The plan of treatment is based on initial nursing/therapy  admission assessment documentation, home care referral orders and medications client is taking.  Most often is built into today's electronic medical record software that pulls EMR information from OASIS admission assessment, med list, discipline skills requested into form, includes orders per discipline, goals for each discipline and plan for discharge statement/ (usually 1 sentence).

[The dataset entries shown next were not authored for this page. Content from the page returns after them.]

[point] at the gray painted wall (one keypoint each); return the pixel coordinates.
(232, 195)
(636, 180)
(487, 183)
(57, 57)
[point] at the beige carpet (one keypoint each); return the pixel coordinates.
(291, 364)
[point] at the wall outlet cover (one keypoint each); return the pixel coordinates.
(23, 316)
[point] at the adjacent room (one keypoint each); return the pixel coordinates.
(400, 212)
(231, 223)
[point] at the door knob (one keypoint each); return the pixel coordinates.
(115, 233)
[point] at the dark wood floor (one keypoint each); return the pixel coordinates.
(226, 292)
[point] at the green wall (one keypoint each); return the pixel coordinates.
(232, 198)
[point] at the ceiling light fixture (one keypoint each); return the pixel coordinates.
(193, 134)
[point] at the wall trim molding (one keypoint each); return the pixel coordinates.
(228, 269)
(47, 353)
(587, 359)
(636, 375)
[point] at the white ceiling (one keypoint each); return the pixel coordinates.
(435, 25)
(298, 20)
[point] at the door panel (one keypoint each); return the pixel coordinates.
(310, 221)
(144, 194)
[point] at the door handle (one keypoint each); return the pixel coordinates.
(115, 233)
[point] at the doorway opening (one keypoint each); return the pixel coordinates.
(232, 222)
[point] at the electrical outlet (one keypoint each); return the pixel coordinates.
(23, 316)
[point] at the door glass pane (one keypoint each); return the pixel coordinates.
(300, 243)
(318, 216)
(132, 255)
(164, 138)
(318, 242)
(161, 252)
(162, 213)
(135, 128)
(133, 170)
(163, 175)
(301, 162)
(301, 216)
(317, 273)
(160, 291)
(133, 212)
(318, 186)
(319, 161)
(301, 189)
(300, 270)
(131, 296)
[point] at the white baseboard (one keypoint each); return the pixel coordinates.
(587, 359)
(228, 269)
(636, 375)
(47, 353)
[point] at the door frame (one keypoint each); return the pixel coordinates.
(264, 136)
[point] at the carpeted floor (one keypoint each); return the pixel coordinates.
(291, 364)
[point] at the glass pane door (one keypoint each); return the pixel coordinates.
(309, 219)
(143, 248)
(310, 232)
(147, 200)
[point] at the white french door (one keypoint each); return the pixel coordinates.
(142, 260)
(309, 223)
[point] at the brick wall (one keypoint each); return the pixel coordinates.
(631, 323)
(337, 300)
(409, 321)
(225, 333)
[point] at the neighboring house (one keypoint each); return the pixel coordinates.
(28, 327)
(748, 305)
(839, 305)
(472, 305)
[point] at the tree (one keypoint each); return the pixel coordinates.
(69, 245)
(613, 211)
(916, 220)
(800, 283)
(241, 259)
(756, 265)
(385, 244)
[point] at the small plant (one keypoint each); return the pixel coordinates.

Once info is gathered, sent to physician for their signature --Medicare along with many states, does not permit Nurse Practitioner signature for homecare POT orders in order to get paid --- I been working for years contacting legislators to get this changed.

I've written tens of thousands of them over the years as intake/utilization review staff complied information from initial nursing assessment forms to make sure they met the legal requirements for Medicare and insurance payers as missing a few words = loss of $$$$$$ to agency along with Medicare/Medicare certification or even  agency license.

In large organizations, utilization review nurses/ diagnosis coders often review, complete plan of care, send to physician and track POT signed receipt, then billing can occur.

Full time nurses are expected to carry a caseload (25-32 patients; 6 visits per day ) that they manage care clients needs: did PT get in, was aide accepted by patient --supervise every 2 weeks, ordering wound care and incontinence supplies, was meds refilled /being taken correctly, etc   These skills different from private duty home care ---but care plan needed for those clients too every 60 days!

For nurse new to intermittent visits, takes at least 6 months to get sea legs understanding nuances, after 1 year it all clicks.  Very rewarding to be able to get patient be independent in care, help keep loved one out of a nursing home, or allow a graceful passing at home.